Но чем ближе он подносил снимок к свету, тем сильнее оно расплывалось. Словно кто-то невидимый водил ластиком по нижнему слою, стирая самое дорогое. Теперь он видел лишь овал лица, тёмные пятна на месте глаз и… пустоту. Ту самую, безразличную, всепоглощающую пустоту, которую он видел в каменной бабе.

Штерн отшвырнул фотографию, как отшвырнул бы раскалённый уголь. Она упала на пол лицевой стороной вниз. Он сидел, тяжело дыша, и смотрел на её белую изнанку, на которой его дрожащей рукой было когда-то выведено:

«Ленинград, 1925 г.».

Он больше не плакал. Внутри него было только холодное, бездонное отчаяние. «Ветер забытья» больше не дул из степи. Он дул теперь из него самого. Он пожирал изнутри, пожирал прошлое, любовь, личность. Он стирал мать.

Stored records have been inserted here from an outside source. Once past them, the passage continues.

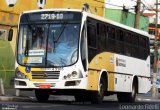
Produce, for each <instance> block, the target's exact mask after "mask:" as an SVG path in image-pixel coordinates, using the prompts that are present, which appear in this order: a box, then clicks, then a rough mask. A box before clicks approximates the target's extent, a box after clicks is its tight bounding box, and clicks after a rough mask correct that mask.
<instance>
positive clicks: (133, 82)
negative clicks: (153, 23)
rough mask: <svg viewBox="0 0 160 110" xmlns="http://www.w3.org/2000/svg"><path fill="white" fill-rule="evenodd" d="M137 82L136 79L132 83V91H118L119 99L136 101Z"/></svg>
mask: <svg viewBox="0 0 160 110" xmlns="http://www.w3.org/2000/svg"><path fill="white" fill-rule="evenodd" d="M137 88H138V86H137V82H136V81H135V80H134V81H133V84H132V91H131V92H130V93H124V92H123V93H117V99H118V101H119V102H135V99H136V94H137V90H138V89H137Z"/></svg>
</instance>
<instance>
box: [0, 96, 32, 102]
mask: <svg viewBox="0 0 160 110" xmlns="http://www.w3.org/2000/svg"><path fill="white" fill-rule="evenodd" d="M31 100H33V99H32V98H30V97H21V96H20V97H17V96H0V101H31Z"/></svg>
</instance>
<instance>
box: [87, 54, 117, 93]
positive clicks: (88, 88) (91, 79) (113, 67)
mask: <svg viewBox="0 0 160 110" xmlns="http://www.w3.org/2000/svg"><path fill="white" fill-rule="evenodd" d="M102 70H106V71H107V72H108V71H110V72H114V71H115V68H114V54H113V53H109V52H103V53H100V54H98V55H96V56H95V57H94V58H93V59H92V61H91V62H90V64H89V72H88V90H98V83H99V78H100V72H101V71H102ZM108 91H114V74H110V73H109V72H108Z"/></svg>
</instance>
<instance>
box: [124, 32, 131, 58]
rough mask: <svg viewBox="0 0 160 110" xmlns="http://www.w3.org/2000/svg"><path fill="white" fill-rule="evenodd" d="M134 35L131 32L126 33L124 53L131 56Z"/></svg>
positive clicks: (124, 38) (124, 53)
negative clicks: (129, 32)
mask: <svg viewBox="0 0 160 110" xmlns="http://www.w3.org/2000/svg"><path fill="white" fill-rule="evenodd" d="M131 41H132V37H131V33H129V32H126V33H125V35H124V54H125V55H127V56H131V53H132V51H131V50H132V42H131Z"/></svg>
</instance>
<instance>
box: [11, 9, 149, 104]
mask: <svg viewBox="0 0 160 110" xmlns="http://www.w3.org/2000/svg"><path fill="white" fill-rule="evenodd" d="M11 36H12V31H11V30H10V34H9V40H11ZM149 53H150V52H149V38H148V34H147V33H145V32H143V31H140V30H137V29H134V28H131V27H127V26H124V25H122V24H118V23H115V22H113V21H110V20H107V19H105V18H102V17H99V16H96V15H94V14H91V13H87V12H85V11H81V10H76V9H43V10H35V11H28V12H24V13H22V14H21V16H20V21H19V26H18V38H17V60H16V73H15V75H16V78H15V88H16V89H20V90H35V95H36V98H37V100H38V101H47V100H48V98H49V95H51V94H52V95H54V94H64V95H65V94H67V95H73V96H75V100H76V101H91V102H93V103H101V102H102V101H103V97H104V96H105V95H111V94H117V98H118V100H119V101H128V102H134V101H135V97H136V94H137V93H147V92H148V91H149V90H150V56H149Z"/></svg>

Он поднял фотографию. Перевернул. На ней по-прежнему было лишь размытое, неузнаваемое пятно. Но теперь, присмотревшись, показалось, что в этом пятне угадываются иные, чужие черты. Сухие, жёсткие, как выветренный камень. И глаза… пустые глазницы, смотрящие на него с холодным любопытством.

Он не видел их глазами. Он видел их памятью. Памятью, которая теперь принадлежала не ему.

А за окном, в неподвижном, белом тумане, что-то засвистело. И на этот раз свист был не бессвязным. В нём, сквозь вой ветра и скрежет песка, Штерн уловил своё имя. Произнесённое на забытом языке кочевников. Его звали. Не с ненавистью. Не со злом. Его звали домой. В небытие.

Андрей Викторович Штерн закрыл лицо руками. Впервые он не просто боялся. Он чувствовал себя преданным. Преданным собственной памятью, своим разумом, самой своей душой. И в этой тишине, прерываемой лишь свистом из тумана, он начал медленно, почти беззвучно, плакать.

* * *

Последние дни Андрея Викторовича в Антоновке были отмечены неестественным спокойствием. Он больше не метался, не вёл дневников, не искал ответов. Казалось, буря внутри утихла, но не потому, что миновала, а потому, что выжгла всё дотла, оставив после себя идеальную, безмолвную равнину. Он стал похож на ту самую степь осенью — пустую, прозрачную, готовую принять в себя первую зимнюю стужу.